Every single second brought forth a memory to life. Memories that were happy, sad and most importantly shared. This reminds me  that I have not mentioned the reason for those tears, the reason for being sad. And what those memories were?
Well.... Let's say that it hurts when 'people you know' becomes 'people you once knew' .
Hurts even more when the person was once your 'whole' life. And that got me thinking,
WHY ON EARTH DO RELATIONSHIPS HAVE TO BE LIKE THIS? Momentary, and so Fragile.!!?
THERE FOR SOME TIME and THEN GONE !
Can they not last forever?
‌That is when I began to wonder about love. Is it just another feeling that comes and goes, changing and twisting with each passing day? Is it something that is to be professed on Valentine's Day and then conveniently discarded later? Is it something shown in the gifts and flowers given? And above all.. Is love only the Love of a girl and a guy? No No and a third time NO! I was on the wrong way and was mistaken in my belief. I misunderstood the word 'Infatuation' with the one so divine. Love is pure and beyond any definition. Love is lots of caring and a huge amount of trust.

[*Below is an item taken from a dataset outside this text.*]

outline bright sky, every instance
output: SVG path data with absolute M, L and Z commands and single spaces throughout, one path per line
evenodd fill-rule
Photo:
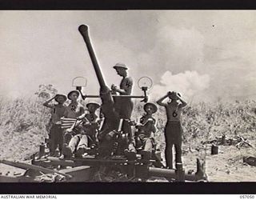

Sounds philosophical? I know. But that's what I can see now. I looked around me and here was the biggest example, NATURE! The world was created out of love and was to work on the basis of love itself. But look what we've made out of it! We've all made it just a passing feeling, a product. Committed today and separated the day after.! But wait all love in the world is not Lost. Luckily some of it still remains for us. But dark shadows in our minds keep it hidden and we fail to see it. Just change your perspective a little and you will. I changed mine and it brought me joy. I remember my mother- Yes! The only person who loves me more than anyone would, without a condition. She cared for me even before I was born and bore pain for my sake. And my daddy, who had always tried making me laugh in all my lows. Isn't that love? It is! More precious than anything else in the world. There are people who love me. How can I forget my best friend who had been there with me through thick and thin? I was wrong. Relationships do last and those are the one's based on true love, love that holds no 'Terms and Conditions' . Love that doesn't 'occur' today and 'end' tomorrow.